Complete step-by-step solution -
The equation given in the question is:
$y={{x}^{{{x}^{{{x}^{.....\infty }}}}}}......(i)$
Now we know, if we take logs of both sides of the equation, we know that the equation remains valid. So, we will take logs of both sides of the equation. On doing so, we get
$\log y=\log {{x}^{{{x}^{{{x}^{.....\infty }}}}}}$
Now, we know that $\log {{a}^{b}}=b\log a$ . So, using this identity in our equation, we get
$\log y={{x}^{{{x}^{{{x}^{.....\infty }}}}}}\log x$
Now, we know that if we subtract 1 from infinity, we again get infinity. So, if we use equation (i), we get
 $\log y=y\log x$
Now we will differentiate both sides of the equation with respect to x. On doing so, we get
 $\dfrac{d\left( \log y \right)}{dx}=\dfrac{d\left( y\log x \right)}{dx}$
Using the uv rule of differentiation, i.e., $\dfrac{d\left( uv \right)}{dx}=v\dfrac{du}{dx}+u\dfrac{dv}{dx}$ and $\dfrac{d\left( \log y \right)}{dx}=\dfrac{1}{y}\dfrac{dy}{dx}$ , we get
$\dfrac{1}{y}\dfrac{dy}{dx}=\log x\dfrac{dy}{dx}+\dfrac{yd\left( \log x \right)}{dx}$
Now, we know that the derivative of $\log x\text{ is }\dfrac{1}{x}$ . So, using this in our equation, we get
$\dfrac{1}{y}\dfrac{dy}{dx}=\log x\times \dfrac{dy}{dx}+y\times \dfrac{1}{x}$
$\Rightarrow \dfrac{1}{y}\times \dfrac{dy}{dx}-\log x\times \dfrac{dy}{dx}=\dfrac{y}{x}$
Now, we will take $\dfrac{dy}{dx}$ common and solve.
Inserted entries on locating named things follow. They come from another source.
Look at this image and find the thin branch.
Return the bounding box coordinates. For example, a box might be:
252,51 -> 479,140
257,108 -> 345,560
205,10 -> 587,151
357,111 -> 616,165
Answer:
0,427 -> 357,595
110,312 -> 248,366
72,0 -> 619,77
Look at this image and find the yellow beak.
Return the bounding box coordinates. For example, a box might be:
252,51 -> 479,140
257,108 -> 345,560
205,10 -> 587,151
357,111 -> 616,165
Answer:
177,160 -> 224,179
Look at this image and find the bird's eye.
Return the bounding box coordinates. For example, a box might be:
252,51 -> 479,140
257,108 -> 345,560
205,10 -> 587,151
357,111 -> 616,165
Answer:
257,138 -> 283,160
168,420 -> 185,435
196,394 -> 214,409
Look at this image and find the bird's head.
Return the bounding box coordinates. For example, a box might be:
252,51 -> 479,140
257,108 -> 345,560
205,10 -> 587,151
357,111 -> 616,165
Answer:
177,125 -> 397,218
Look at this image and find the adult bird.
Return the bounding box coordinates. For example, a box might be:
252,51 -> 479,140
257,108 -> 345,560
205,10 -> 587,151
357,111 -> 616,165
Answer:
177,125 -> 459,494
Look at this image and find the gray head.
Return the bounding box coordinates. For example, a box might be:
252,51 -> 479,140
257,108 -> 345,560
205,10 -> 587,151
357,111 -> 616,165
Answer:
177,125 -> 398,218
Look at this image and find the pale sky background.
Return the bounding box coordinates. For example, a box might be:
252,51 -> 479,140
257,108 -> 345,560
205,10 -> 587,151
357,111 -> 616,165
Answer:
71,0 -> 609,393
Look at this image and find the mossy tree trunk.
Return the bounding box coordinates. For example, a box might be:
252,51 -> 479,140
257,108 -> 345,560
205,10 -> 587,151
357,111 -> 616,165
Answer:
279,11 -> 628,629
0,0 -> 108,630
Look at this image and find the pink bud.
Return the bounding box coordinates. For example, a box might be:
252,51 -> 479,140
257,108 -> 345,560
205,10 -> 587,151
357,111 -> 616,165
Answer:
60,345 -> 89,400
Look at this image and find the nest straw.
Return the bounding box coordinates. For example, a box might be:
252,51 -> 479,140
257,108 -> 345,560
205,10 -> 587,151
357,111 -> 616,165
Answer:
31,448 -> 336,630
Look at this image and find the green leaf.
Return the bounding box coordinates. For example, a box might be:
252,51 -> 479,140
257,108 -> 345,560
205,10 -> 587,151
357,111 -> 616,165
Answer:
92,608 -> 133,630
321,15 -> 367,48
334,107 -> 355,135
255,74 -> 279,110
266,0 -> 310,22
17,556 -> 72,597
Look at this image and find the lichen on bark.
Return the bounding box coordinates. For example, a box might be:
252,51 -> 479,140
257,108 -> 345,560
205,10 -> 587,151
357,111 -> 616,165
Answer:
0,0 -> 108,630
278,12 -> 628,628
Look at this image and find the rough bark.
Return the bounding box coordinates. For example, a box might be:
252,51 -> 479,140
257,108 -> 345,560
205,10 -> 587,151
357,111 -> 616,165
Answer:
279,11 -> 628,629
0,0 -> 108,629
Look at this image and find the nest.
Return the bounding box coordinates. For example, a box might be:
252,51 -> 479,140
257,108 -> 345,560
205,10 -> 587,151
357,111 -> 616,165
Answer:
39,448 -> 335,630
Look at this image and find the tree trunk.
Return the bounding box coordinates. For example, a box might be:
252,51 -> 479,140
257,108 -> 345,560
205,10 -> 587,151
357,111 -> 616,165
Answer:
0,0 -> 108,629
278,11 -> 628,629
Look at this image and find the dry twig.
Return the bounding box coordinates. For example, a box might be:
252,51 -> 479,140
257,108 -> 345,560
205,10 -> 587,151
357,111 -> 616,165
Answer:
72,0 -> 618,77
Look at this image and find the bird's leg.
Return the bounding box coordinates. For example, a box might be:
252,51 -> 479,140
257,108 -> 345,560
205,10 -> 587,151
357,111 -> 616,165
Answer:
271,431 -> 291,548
On doing so, we get
$\left( \dfrac{1}{y}-\log x \right)\dfrac{dy}{dx}=\dfrac{y}{x}$
$\Rightarrow \dfrac{dy}{dx}=\dfrac{y}{x\left( \dfrac{1}{y}-\log x \right)}$
Now we know that $\dfrac{dy}{dx}$ is y’. So, our equation becomes
$y'=\dfrac{{{y}^{2}}}{x\left( 1-y\log x \right)}$
Therefore, we can conclude that the answer to the above question is option (c).

Note: Be careful while reporting the answer and calculating it as there are two options with the same terms and differ just by the sign. Also, remember that for taking log of both the sides of the equation, both the sides must be positive. In the above question as nothing is mentioned so we consider both sides of the equation to be positive and take log on both sides.